The US Federal Reserve has terminated a decade-long enforcement action against HSBC Holdings PLC for violation of anti-money laundering rules and sanction laws.

The enforcement order ended on Aug. 26, the Fed said in a statement on Thursday.

HSBC did not immediately respond to Reuters’ request for comment.

Terminating enforcement action against banks is not uncommon at the Fed as these usually involve banks paying fines and ensuring they abide by additional requirements laid out by the regulator.

In 2012, London-headquartered HSBC was accused of having degenerated into a “preferred financial institution” for Mexican and Colombian drug cartels, money launderers and other wrongdoers through what the US Department of Justice (DoJ) called “stunning failures of oversight.”

HSBC later acknowledged it failed to maintain an effective program against money laundering and failed to conduct basic due diligence on some of its account holders and agreed to pay a then-record $1.92 billion in fines to US authorities.

The bank entered into a five year deal in 2012 under which it pledged to strengthen its sanctions and anti-money laundering controls.

In 2017, HSBC said it had successfully kept the deal conditions and that the DoJ would therefore file a motion to dismiss the charges that had been deferred by the agreement.

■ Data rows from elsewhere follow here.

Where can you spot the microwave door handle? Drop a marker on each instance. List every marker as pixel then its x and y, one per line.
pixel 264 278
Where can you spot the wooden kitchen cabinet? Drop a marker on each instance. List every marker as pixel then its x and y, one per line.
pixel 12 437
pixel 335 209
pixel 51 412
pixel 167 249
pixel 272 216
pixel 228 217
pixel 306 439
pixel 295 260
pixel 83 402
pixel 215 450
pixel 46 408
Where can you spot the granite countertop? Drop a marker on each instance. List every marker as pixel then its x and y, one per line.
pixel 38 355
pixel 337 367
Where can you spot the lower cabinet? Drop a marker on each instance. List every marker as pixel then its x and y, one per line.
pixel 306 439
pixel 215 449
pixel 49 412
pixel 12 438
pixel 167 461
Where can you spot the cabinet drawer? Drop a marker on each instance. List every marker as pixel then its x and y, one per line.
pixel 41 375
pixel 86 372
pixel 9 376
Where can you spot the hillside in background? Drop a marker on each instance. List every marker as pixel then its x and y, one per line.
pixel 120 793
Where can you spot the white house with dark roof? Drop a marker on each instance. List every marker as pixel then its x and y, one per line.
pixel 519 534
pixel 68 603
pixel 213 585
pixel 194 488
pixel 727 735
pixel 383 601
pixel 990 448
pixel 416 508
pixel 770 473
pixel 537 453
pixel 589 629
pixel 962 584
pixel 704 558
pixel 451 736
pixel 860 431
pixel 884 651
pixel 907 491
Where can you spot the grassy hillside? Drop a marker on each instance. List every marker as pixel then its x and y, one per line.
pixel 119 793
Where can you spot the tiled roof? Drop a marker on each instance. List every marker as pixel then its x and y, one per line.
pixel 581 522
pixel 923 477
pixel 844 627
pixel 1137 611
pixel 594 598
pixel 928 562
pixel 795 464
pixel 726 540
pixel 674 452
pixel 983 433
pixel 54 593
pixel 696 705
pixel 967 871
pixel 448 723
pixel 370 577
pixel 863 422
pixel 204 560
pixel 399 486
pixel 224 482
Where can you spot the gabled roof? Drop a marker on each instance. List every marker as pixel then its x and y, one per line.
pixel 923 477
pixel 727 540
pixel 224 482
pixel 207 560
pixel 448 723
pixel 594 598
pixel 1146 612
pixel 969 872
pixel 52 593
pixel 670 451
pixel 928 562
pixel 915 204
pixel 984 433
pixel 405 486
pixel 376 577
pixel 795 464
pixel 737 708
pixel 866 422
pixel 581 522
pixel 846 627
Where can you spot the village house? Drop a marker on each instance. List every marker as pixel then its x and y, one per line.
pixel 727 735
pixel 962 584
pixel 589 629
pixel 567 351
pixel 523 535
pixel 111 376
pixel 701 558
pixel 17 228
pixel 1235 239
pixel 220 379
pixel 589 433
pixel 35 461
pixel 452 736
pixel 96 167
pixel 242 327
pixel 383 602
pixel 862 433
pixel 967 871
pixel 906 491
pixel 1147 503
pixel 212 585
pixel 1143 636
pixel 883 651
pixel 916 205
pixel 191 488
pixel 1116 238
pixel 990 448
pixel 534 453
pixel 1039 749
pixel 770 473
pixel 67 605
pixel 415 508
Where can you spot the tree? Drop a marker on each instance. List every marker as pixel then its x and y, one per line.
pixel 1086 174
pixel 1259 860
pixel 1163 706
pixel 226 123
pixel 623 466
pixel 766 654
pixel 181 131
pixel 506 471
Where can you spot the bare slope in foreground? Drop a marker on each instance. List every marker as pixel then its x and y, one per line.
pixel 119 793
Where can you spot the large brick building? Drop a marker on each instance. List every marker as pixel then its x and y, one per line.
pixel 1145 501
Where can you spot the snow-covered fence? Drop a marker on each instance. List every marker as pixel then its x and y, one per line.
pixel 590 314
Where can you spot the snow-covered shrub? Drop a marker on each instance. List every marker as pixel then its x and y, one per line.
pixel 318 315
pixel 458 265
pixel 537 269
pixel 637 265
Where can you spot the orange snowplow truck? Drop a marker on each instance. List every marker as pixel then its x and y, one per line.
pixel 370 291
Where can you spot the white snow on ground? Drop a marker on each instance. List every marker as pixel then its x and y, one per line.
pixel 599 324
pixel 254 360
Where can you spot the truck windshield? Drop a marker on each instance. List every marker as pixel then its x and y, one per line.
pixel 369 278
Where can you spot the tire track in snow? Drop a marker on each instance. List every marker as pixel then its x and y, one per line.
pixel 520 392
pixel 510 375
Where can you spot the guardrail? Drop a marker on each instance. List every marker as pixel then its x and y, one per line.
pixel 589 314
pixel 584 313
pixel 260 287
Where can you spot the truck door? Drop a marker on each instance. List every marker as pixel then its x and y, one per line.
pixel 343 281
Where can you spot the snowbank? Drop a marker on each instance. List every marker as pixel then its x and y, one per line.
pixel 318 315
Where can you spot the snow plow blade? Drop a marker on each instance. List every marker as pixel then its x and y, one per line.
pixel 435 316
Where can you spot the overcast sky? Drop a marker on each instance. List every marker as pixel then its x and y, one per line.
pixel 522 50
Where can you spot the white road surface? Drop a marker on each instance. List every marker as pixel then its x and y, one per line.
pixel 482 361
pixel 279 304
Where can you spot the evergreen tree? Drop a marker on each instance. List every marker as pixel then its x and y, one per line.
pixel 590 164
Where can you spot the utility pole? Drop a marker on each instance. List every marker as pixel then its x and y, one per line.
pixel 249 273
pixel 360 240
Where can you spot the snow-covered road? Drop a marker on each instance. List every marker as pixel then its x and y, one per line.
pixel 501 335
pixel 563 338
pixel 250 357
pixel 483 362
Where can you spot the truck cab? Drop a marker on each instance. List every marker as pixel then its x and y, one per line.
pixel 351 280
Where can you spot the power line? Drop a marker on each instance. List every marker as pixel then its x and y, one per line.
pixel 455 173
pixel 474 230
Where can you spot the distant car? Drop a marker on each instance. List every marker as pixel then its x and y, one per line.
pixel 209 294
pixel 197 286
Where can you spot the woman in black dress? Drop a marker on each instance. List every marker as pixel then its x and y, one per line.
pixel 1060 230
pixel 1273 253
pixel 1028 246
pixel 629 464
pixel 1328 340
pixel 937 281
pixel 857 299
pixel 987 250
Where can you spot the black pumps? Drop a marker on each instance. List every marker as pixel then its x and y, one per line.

Some of the world’s biggest banks have been hit with massive fines for failing to catch unlawful proceeds moving through their systems and many have made significant investment to improve compliance.

In 2020, Goldman Sachs Group Inc agreed to pay $2.9 billion over its role in a corruption scandal involving Malaysia’s 1MDB after reaching a settlement with the DoJ and other US and overseas regulators.